How classification is used

Classifying text is used for a number of purposes:

  • Spam detection
  • Authorship attribution
  • Sentiment analysis
  • Age and gender identification
  • Determining the subject of a document
  • Language identification

Spamming is an unfortunate reality for most email users. If an email can be classified as spam, then it can be moved to a spam folder. A text message can be analyzed and certain attributes can be used to designate the email as spam. These attributes can include misspellings, lack of an appropriate email address for the recipients, and a non-standard URL.

Classification has been used to determine the authorship of documents. This has been performed on historical documents, such as The Federalist Papers and the book Primary Colors, where the authors were identified using classification techniques.

Sentiment analysis is a technique that determines the attitude of a piece of text. Movie reviews have been a popular domain for this kind of analysis, but it can be used for almost any product review. This helps companies better assess how their product is perceived. Often, a negative or positive attribute is assigned to the text. Sentiment analysis is also called opinion extraction/mining and subjectivity analysis. Consumer confidence and the performance of a stock market can be predicted from Twitter feeds and other sources.

Classification can be used to determine the age and gender of a text's author and to provide more insight into its author.

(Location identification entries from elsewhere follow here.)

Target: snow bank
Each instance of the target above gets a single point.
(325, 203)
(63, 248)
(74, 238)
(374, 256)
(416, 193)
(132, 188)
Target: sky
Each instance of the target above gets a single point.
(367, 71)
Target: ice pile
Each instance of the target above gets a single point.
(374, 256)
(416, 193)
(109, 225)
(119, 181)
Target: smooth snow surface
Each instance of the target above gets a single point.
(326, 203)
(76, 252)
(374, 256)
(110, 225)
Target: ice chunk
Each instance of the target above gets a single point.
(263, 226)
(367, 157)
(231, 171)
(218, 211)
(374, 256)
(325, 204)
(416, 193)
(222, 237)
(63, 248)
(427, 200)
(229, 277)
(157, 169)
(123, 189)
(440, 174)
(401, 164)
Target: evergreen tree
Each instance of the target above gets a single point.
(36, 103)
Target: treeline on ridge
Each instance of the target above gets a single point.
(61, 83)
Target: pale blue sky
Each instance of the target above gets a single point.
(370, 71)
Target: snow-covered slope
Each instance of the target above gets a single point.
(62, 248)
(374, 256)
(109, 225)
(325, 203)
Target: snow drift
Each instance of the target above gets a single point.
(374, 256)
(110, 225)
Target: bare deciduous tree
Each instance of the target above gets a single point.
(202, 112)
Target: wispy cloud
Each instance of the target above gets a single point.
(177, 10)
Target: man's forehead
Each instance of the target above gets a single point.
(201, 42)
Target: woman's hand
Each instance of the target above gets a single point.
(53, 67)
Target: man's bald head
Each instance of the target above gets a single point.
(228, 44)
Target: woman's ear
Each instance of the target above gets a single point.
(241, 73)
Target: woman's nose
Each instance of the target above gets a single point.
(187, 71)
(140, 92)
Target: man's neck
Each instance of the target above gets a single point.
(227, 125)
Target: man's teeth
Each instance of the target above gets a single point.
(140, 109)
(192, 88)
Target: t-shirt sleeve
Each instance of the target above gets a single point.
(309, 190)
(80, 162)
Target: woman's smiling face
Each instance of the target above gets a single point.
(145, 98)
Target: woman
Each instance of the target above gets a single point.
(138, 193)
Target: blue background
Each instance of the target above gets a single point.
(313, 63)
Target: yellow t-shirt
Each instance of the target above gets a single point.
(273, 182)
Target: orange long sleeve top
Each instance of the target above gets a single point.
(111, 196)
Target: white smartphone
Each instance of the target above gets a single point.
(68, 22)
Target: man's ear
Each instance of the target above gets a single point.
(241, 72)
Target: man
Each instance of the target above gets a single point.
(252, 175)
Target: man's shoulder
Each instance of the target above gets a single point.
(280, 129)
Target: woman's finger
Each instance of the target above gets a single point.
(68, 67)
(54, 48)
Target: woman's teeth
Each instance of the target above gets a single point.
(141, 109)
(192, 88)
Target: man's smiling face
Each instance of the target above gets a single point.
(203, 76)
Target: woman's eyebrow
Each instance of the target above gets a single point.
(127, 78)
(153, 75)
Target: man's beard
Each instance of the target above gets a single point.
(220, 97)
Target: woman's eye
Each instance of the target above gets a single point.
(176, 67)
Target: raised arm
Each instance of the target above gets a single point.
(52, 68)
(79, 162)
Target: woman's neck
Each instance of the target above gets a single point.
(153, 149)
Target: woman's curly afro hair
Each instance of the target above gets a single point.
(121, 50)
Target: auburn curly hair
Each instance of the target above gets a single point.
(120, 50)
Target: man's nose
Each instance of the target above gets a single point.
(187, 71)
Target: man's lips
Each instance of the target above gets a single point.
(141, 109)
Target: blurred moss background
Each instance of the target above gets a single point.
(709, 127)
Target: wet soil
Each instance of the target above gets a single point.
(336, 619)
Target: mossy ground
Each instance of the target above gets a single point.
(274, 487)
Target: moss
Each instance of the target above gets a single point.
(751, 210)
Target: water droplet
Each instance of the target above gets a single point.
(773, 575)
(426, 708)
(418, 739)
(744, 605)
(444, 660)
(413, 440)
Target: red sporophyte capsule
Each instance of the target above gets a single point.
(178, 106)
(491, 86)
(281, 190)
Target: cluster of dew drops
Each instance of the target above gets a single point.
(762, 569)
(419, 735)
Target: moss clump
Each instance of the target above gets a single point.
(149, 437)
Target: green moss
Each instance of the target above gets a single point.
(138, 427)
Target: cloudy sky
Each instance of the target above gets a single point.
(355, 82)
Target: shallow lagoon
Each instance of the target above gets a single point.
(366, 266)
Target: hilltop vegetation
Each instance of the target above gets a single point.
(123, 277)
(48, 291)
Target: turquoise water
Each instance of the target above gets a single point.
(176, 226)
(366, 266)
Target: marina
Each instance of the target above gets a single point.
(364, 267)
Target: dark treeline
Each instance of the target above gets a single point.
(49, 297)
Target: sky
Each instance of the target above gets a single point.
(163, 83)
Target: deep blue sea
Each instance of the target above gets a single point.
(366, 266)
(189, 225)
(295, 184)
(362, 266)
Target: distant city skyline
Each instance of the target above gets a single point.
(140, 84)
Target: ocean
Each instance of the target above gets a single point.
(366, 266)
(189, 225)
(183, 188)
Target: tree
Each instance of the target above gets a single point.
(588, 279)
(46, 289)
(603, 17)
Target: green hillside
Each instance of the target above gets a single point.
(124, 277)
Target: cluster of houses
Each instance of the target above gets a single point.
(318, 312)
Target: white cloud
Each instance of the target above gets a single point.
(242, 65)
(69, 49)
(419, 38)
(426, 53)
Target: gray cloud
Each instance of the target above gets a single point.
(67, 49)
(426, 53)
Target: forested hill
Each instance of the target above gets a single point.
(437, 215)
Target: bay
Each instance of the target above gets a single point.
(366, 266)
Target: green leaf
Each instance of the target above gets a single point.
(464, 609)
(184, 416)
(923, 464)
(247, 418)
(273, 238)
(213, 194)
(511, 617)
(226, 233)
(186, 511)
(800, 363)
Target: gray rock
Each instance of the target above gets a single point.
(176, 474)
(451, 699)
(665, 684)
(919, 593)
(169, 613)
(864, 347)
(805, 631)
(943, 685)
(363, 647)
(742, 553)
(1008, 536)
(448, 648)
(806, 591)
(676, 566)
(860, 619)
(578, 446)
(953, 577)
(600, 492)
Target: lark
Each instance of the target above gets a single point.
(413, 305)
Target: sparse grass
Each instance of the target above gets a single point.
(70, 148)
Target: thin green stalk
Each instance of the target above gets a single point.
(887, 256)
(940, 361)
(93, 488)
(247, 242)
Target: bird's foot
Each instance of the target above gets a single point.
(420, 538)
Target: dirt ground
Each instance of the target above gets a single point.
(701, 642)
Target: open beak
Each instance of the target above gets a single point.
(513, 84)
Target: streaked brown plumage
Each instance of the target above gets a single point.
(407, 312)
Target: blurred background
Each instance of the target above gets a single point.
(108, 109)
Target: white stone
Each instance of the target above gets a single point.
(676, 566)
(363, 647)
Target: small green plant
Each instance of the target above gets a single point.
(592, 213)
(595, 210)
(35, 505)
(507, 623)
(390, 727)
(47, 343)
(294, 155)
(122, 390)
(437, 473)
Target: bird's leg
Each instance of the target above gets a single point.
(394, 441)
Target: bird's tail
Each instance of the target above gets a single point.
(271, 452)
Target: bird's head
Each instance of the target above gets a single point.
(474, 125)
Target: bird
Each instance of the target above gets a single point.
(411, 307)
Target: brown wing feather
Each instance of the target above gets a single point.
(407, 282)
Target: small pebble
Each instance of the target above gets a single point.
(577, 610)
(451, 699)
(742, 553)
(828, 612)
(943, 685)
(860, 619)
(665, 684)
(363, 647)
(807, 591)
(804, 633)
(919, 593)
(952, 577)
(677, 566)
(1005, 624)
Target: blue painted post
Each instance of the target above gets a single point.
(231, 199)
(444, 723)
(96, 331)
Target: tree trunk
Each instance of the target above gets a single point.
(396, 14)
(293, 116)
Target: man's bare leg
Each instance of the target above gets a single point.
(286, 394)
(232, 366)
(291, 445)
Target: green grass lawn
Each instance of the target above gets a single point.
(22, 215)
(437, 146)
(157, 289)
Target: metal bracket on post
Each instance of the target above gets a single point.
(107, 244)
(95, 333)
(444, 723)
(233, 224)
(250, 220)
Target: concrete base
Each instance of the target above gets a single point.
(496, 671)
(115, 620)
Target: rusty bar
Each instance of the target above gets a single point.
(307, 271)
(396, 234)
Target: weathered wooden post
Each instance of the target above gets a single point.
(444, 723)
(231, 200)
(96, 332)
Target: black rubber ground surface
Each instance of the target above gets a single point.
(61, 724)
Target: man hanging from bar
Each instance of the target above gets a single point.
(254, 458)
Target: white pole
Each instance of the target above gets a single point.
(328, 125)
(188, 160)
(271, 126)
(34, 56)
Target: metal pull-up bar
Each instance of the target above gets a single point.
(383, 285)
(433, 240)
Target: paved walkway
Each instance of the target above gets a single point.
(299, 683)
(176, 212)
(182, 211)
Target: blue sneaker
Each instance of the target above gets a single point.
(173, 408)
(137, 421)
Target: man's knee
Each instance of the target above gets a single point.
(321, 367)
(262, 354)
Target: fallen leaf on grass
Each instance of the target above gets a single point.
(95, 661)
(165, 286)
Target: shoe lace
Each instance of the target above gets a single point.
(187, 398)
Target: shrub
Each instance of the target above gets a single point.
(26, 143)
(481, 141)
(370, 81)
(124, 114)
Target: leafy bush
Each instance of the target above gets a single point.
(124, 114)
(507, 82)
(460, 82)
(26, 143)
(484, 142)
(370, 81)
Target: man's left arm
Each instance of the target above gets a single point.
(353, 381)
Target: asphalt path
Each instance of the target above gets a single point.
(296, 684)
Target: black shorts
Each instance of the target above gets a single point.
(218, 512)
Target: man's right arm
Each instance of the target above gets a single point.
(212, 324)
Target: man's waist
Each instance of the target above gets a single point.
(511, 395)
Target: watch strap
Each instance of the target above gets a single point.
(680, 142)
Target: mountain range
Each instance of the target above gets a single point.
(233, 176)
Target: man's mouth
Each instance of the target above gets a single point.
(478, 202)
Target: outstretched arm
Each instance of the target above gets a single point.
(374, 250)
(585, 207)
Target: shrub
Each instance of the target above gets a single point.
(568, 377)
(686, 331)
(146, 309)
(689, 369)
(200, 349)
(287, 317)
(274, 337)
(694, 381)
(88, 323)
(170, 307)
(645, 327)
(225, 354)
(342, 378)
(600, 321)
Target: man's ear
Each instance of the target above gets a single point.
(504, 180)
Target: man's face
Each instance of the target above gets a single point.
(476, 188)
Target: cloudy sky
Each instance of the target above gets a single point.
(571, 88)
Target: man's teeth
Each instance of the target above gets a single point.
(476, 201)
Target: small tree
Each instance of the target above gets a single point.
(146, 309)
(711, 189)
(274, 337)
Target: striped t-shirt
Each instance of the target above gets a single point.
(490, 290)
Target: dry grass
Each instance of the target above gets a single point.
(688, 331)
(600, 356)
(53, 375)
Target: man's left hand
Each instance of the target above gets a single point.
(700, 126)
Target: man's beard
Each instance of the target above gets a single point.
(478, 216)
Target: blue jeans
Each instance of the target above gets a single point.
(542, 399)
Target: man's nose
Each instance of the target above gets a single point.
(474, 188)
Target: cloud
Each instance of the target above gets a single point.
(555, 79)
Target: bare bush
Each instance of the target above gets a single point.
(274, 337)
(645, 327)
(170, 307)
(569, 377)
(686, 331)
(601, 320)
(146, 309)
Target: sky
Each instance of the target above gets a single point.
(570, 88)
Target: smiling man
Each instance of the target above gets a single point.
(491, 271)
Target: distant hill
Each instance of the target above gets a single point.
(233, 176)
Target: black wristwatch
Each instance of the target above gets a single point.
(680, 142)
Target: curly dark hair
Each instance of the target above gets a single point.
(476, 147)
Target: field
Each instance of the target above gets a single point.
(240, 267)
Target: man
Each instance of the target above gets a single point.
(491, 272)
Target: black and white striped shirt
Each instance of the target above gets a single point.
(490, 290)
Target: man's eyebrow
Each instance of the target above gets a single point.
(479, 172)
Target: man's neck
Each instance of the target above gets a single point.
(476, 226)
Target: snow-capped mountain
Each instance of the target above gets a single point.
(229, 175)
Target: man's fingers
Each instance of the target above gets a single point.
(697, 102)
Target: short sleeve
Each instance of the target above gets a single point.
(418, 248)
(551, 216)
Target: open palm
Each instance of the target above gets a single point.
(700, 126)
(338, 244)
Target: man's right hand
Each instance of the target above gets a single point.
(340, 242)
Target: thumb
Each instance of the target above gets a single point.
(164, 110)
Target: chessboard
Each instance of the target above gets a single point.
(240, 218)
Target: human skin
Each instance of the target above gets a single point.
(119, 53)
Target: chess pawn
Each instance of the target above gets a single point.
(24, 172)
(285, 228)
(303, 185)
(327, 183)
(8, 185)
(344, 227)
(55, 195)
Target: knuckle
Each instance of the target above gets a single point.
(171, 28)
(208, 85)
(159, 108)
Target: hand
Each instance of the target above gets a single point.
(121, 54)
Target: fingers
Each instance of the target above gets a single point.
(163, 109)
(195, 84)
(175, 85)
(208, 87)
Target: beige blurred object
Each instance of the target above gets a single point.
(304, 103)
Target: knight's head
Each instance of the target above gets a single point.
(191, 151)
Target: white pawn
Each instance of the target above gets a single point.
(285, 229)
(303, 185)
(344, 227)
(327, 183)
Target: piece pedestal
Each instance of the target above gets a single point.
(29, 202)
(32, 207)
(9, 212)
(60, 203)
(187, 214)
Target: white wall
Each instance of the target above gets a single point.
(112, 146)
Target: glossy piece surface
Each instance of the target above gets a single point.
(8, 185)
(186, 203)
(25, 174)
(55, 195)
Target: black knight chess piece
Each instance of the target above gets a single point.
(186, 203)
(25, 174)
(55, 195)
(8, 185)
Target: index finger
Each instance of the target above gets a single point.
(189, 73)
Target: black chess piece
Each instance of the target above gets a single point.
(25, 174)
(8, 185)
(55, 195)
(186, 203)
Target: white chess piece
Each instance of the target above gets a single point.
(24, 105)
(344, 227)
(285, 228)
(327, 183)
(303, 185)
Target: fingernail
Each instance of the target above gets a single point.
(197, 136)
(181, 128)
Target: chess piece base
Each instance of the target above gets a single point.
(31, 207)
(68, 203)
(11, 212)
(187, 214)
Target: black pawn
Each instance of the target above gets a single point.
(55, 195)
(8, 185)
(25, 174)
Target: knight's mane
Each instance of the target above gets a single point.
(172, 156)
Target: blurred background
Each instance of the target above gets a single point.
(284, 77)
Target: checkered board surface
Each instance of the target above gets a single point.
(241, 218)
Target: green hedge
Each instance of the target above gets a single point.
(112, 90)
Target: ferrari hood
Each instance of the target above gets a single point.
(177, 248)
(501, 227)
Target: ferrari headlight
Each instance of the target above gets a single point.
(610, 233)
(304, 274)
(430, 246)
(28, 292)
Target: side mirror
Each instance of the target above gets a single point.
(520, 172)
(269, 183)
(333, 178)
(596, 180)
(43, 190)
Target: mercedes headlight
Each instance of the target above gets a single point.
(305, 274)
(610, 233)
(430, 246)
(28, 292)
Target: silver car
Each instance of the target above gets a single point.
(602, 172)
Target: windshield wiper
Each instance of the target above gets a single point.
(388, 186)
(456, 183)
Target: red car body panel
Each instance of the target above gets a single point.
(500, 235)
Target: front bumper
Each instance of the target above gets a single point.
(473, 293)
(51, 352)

Frequently, the number of pronouns, determiners, and noun phrases are used to identify the gender of a writer. Females tend to use more pronouns and males tend to use more determiners.

Determining the subject of pieces of text is useful when we need to organize a large number of documents. Search engines are very much concerned with this activity, but it has also been used simply to place documents in different categories—for example, in tag clouds. A tag cloud is a group of words that reflects the relative frequency of the occurrence of each word.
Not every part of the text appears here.